写真●日本航空の渋谷氏
写真●日本航空の渋谷氏
(撮影:井上 裕康)
[画像のクリックで拡大表示]

 日本航空 Web販売部 1to1マーケティンググループの渋谷直正アシスタントマネジャーは 2016年1月25日、東京・目黒のウエスティンホテル東京で開催した「イノベーターズ会議」(日経BP社 日経ITイノベーターズ主催)で講演した。講演の題目は、「IT部門と“想い”を共有してよりよい分析環境を構築しよう」。

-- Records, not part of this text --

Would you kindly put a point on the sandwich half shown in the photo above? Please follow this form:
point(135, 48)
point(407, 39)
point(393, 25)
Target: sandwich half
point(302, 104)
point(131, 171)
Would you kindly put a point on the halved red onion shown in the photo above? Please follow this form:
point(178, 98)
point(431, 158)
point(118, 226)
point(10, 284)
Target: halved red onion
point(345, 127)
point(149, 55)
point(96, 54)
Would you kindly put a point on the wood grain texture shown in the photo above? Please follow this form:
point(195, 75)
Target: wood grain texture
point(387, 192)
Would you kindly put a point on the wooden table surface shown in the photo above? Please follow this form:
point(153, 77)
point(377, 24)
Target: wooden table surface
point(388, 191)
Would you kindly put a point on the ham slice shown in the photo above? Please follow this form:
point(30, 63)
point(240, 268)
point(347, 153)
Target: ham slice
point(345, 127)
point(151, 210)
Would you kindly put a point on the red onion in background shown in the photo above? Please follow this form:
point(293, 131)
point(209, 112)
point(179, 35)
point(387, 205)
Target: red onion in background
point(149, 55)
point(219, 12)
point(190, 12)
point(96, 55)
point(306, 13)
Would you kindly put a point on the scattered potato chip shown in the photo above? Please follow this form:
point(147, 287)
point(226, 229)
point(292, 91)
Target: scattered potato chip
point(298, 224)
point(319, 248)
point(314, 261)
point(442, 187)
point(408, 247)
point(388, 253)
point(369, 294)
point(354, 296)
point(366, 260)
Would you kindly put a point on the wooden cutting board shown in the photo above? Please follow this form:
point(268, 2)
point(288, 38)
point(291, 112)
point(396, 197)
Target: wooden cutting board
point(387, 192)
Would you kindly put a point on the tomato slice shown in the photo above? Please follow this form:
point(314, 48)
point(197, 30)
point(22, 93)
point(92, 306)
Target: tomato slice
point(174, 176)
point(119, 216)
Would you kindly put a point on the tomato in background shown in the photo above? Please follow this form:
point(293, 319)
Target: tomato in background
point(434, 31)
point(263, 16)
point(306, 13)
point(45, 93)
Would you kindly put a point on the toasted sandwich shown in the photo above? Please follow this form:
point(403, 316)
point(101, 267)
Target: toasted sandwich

 渋谷氏は、米国で開かれたシンポジウムで、ある保険会社のIT部門とユーザー部門の担当者が協力してプレゼンテーションした事例を紹介した。「IT部門とユーザー部門が密に連携できていることを象徴するようなプレゼンだ」(渋谷氏、写真)。

 このプレゼンテーションでは、それぞれの担当者が担当分野について交互に解説を進めた。ユーザー部門はまず事業内容や課題について紹介し、その課題解決のためのITソリューションについてIT部門が解説する。その後、ユーザー部門はITソリューションの効果を紹介する、といった具合だ。

 密に連携できていない場合のデメリットについても渋谷氏は言及した。例えば、マーケティング用途でシステム導入を想定するケース。「分析業務に対する理解が不足していると、事前に要件定義やシステム構成を厳密に策定することを求められる」(渋谷氏)。マーケティング用途のシステムでは、試行錯誤が必要なことが多く、初めから要件を完璧に決めることは難しいという。

 渋谷氏は、ユーザー部門とIT部門が密に連携するためには「日頃から積極的に交流するべきだ」とする。ユーザー部門は、必要なときだけIT部門に問い合わせるのではなく、抱えている課題や考えている事業の方向性について共有する。このほか、システムやツールを導入したら、効果や稼働状況、現場の評価についても、IT部門と共有する。渋谷氏は講演の最後に、「何か課題が発生した場合に『できない』と決めつけるのではなく、できるように協力するような関係を構築したい」と語った。